File this one under questionable choices that worked. Even some of the stars of the original version were skeptical about if this "update" would work or not. A project that was rumored to be originally directed by Oliver Stone or Michael Bay, the wheel finally stopped at the best choice for the film - Tim Burton. Functioning on its own terms, Burton's "Planet" does have some flaws, but certainly works well as an entertaining (but not particularly memorable) Summer entry.

The picture stars Mark Whalberg as Leo Davidson. As the picture begins, Davidson and his space crew are investigating a freak electrical storm. They send one of the monkeys that are on-board into the storm to investigate, but he's quickly gone. They're idiots, since anyone who's watched even a little bit of sci-fi knows that electical storms like this one send you to different time periods. Leo finds out the tough way when he chases after the ape and gets flung far-forward in time and crash lands on a planet. A planet, unfortunately for him, run by apes. Burton starts things rolling rather quickly, as Davidson and a stray band of humans are chased and captured by the apes within a few seconds of his landing. The main apes are quickly introduced; Ari(Helena-Bonham Carter) is a human-rights activist who believes in equality and helps the human group escape; Thades (Tim Roth) the evil general who wants the humans wiped off the planet; Limbo (Paul Giamatti), a cowardly ape who trades humans as slaves; a general played by Michael Clarke Duncan and others. The ape make-up is often astounding, allowing the actors to provide subtle facial gestures and further take-over their character.

After the escape from the ape city (which looks like something out of "Star Wars" and is filmed rather darkly, possibly to obscure the set-like look of some of the backgrounds), the humans head off to the "Forbiden Zone", which may hold the key to conquering the apes. Of course, the apes give chase across the desert landscape. One of the few noticable problems I had with the picture is during this stretch; some of it begins to feel rather long and repetitive. The original picture (s), as cheesy as they are (and I had to watch all of them back-to-back to review the DVDs), were more serious than this one - Burton's "Planet" is a Summer movie more concerned with flash and action and that's fine, as Burton pulls off these tasks quite well. There's only a few tastes of his usual dark style, though - a forest at night looks like it was a leftover set from "Sleepy Hollow".

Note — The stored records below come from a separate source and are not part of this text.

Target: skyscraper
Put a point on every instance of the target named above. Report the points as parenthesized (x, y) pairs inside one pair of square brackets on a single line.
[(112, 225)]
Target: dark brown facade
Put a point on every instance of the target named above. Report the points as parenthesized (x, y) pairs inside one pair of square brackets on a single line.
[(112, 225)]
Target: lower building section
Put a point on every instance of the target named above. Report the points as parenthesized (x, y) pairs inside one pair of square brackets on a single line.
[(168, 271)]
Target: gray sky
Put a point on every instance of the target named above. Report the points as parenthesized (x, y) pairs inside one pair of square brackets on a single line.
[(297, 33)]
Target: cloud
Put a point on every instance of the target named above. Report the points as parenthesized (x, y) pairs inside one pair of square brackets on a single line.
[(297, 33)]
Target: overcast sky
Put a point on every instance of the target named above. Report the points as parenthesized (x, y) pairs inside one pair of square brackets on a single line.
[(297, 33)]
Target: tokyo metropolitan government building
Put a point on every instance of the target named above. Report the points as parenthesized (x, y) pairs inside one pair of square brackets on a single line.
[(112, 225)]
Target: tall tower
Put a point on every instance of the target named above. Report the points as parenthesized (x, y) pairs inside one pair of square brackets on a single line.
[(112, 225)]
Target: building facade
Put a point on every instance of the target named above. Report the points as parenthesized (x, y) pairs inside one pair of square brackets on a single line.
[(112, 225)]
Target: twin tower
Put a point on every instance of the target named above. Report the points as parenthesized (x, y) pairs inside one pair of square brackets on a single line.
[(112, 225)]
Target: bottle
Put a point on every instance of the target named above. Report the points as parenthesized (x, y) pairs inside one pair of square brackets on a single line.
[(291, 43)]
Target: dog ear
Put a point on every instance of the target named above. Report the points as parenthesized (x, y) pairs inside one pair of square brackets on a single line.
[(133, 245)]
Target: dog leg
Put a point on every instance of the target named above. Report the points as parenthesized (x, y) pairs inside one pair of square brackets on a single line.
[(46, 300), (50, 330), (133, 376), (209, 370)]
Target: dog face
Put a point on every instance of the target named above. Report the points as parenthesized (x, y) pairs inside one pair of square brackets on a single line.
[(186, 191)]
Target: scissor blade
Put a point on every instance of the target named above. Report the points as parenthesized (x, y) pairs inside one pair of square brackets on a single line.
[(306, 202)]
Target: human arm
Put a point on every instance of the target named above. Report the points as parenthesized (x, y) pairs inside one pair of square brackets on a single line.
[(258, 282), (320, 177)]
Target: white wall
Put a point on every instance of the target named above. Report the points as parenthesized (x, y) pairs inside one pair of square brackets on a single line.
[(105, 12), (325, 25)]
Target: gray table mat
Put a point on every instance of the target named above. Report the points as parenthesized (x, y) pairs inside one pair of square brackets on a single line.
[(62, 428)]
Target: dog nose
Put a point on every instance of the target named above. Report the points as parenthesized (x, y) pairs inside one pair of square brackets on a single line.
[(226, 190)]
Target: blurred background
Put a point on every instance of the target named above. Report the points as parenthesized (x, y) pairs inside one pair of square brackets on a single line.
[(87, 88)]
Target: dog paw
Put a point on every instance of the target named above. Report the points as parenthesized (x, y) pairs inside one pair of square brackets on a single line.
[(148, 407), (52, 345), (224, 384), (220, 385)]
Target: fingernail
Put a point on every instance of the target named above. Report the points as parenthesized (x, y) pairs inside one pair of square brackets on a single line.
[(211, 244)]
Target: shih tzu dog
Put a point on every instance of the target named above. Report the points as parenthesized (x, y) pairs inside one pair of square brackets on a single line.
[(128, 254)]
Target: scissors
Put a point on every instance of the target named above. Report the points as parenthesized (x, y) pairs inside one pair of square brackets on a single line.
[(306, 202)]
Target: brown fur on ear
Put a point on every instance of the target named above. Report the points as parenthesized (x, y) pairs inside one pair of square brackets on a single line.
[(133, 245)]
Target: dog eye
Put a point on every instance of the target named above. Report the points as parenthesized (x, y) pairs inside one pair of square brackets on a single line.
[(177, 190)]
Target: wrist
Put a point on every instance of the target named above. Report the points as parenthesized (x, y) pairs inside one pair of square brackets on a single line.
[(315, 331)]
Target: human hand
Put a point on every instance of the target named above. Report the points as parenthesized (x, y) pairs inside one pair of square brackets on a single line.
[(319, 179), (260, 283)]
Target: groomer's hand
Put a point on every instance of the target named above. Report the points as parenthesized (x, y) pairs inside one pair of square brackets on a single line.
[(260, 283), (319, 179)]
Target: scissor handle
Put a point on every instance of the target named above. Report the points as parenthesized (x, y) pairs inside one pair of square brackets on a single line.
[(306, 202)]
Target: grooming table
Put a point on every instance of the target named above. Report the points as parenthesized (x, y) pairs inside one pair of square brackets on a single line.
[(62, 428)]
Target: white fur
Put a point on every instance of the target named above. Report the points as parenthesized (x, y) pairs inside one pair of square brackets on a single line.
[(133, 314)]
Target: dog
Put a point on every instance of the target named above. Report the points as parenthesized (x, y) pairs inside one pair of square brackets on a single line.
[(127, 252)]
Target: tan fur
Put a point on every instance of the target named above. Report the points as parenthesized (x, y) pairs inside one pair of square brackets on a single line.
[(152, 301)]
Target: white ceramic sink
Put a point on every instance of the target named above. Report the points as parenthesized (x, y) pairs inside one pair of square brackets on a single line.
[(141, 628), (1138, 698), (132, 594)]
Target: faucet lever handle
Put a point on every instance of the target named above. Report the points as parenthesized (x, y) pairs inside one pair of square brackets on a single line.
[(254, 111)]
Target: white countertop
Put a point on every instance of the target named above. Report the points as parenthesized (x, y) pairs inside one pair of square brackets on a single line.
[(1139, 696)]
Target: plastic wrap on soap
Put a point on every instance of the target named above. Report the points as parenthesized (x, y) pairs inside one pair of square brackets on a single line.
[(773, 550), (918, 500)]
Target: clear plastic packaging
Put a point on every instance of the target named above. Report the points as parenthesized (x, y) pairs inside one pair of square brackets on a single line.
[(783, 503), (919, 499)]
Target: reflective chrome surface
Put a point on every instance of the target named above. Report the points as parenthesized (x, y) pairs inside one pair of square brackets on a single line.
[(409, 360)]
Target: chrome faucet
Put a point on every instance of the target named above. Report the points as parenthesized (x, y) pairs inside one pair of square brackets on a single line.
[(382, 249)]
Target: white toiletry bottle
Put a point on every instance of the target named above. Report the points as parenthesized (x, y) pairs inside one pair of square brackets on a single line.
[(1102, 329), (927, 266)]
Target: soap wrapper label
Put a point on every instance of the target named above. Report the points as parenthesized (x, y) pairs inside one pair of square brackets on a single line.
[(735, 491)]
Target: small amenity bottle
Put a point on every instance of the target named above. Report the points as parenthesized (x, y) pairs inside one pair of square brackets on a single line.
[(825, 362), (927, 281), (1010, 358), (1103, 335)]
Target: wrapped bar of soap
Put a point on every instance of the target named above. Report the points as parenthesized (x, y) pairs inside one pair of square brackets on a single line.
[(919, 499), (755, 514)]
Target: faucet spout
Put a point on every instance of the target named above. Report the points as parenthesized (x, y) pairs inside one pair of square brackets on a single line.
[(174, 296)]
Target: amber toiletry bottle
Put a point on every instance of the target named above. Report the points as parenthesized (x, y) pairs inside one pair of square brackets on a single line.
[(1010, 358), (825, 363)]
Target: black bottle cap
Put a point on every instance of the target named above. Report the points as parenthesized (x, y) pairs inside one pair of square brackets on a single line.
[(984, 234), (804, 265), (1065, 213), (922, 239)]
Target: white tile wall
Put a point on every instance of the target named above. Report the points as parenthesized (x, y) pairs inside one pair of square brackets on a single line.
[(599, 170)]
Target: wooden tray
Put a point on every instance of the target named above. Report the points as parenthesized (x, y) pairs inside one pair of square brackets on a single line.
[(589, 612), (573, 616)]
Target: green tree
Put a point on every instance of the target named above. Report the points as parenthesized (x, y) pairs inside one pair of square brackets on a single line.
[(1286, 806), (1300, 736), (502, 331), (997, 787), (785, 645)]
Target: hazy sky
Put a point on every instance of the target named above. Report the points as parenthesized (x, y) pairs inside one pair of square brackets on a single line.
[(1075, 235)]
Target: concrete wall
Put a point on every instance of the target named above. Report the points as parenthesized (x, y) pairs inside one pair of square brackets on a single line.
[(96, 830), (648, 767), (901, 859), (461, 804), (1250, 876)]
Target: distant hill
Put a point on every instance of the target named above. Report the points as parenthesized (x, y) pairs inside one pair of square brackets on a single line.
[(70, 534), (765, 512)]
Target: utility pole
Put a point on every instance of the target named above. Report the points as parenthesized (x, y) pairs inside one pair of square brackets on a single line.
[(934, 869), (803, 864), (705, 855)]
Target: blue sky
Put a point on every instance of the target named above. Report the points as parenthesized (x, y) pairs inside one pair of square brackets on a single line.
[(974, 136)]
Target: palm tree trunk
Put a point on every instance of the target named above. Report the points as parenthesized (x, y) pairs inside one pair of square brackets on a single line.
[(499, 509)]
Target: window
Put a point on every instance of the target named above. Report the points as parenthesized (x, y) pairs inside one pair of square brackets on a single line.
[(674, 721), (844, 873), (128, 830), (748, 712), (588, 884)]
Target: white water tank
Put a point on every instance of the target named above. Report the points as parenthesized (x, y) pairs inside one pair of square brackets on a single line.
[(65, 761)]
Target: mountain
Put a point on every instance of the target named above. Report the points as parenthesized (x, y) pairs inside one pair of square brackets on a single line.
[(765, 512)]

The acting is mostly quite good, although the ape actors provide more energy. Roth does an impressive job chewing scenery in an over-the-top performance that hasn't been seen from the actor in a while. Clarke Duncan and Bonham Carter also provide emotional, dramatic performances that are very engaging. On the other hand, the humans are less interesting. Whalberg has proven his acting talent in other films such as "Perfect Storm" and "Boogie Nights", but here he simply gives a rather generic "action hero" effort. The beautiful Estella Warren plays Whalberg's love interest, but she hardly has any lines. The screenplay, by "Cast Away"'s William Broyles Jr. and Lawrence Konner & Mark Rosenthal, is generally good, although there are some lines that do come across as unintentionally humorous or stereotypical action lines.

And the ending is either going to get a cheer from the audience or a groan from those who haven't found the past two hours enjoyable. Burton takes an obvious spin to the final moments to set-up a sequel and, after a record opening, we're obviously going to receive another edition. Although this edition worked (and worked well, judging by the opening), whether or not anyone wants to see another set of "Apes" films is even more questionable than the idea of re-doing the first film.